Long-Term Ipi/Nivo RCC Data Show Durability Across Risk Groups

Commentary
Article

During a Case-Based Roundtable® event, Ulka Vaishampayan, MBBS, discussed the 8-year follow-up data of ipilimumab plus nivolumab in patients with advanced renal cell carcinoma In the first article of a 2-part series.

Ulka Vaishampayan, MBBS

Professor of Internal Medicine

Director of the Phase I program

Rogel Cancer Center, University of Michigan

Ann Arbor MI

Ulka Vaishampayan, MBBS

Professor of Internal Medicine

Director of the Phase I program

Rogel Cancer Center, University of Michigan

Ann Arbor MI

Targeted Oncology: What are the most updated data supporting dual immune checkpoint inhibitor therapy in patients with advanced clear cell renal cell carcinoma (RCC)?

Vaishampayan: This was the CheckMate 214 study [NCT02231749] with nivolumab [Opdivo] and ipilimumab [Yervoy]. The ipilimumab dose was 1 mg/kg every 3 weeks, and nivolumab was 3 mg/kg, with a maximum of 4 doses of ipilimumab. Arm B was sunitinib [Sutent]. Treatment [continued] until progression or unacceptable toxicity; all different risk groups were involved but the study was powered to look at PFS [progression-free survival] and OS [overall survival] in the patient population with intermediate or poor risk. The primary end points were objective response rate, OS, and PFS.

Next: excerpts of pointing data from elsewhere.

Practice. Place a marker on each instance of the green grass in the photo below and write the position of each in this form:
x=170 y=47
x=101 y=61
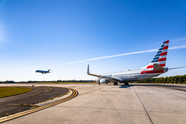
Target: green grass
x=10 y=91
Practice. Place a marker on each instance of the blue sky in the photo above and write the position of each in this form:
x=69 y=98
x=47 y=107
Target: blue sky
x=43 y=34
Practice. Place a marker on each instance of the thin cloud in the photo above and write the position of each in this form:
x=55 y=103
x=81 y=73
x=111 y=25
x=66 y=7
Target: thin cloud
x=124 y=54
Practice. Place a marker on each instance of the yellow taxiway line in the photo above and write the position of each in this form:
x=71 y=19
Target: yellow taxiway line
x=7 y=118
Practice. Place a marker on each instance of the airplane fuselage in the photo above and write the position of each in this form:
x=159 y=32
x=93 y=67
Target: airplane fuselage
x=133 y=75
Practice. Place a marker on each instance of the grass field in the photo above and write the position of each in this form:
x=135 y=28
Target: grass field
x=10 y=91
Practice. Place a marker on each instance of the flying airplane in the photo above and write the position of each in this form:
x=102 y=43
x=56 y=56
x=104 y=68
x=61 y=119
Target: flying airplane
x=42 y=71
x=154 y=68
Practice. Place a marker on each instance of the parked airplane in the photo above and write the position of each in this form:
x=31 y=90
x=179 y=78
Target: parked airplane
x=154 y=68
x=42 y=71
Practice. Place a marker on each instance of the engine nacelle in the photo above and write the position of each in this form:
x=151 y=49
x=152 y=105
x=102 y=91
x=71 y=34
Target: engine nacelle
x=104 y=81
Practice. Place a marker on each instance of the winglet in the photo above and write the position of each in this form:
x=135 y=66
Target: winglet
x=88 y=69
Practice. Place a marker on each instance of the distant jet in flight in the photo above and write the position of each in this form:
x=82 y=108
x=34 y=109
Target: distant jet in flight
x=154 y=68
x=42 y=71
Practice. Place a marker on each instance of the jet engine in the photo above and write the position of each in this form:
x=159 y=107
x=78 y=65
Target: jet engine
x=104 y=81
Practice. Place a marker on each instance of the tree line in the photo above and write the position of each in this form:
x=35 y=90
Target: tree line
x=172 y=79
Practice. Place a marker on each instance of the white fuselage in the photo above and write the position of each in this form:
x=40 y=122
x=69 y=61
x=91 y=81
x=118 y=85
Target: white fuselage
x=133 y=75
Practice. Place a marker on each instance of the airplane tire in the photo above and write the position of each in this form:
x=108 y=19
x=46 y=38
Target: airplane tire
x=115 y=83
x=126 y=83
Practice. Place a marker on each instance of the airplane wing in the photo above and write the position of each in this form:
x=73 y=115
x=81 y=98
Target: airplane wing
x=100 y=76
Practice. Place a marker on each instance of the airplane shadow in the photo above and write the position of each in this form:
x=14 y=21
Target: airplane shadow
x=126 y=86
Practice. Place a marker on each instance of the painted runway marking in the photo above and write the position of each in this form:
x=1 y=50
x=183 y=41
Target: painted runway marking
x=7 y=118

The data on OS now with over 8 years follow-up showed at a median follow-up of 99 months, one-third of the [intermediate/poor risk] patients were alive [32.9% OS rate with ipilimumab/nivolumab vs 22.0% with sunitinib at 90 months].1 That is the track record so to speak, because they’ve had longer time than the other studies. But the bottom line is, that tail end of the OS curve that was sustained with ipilimumab/nivolumab is remarkable. The median changed [since previous follow-up]. There was a 20.7-month difference [in OS between ipilimumab/nivolumab and sunitinib in the intermediate/poor risk population].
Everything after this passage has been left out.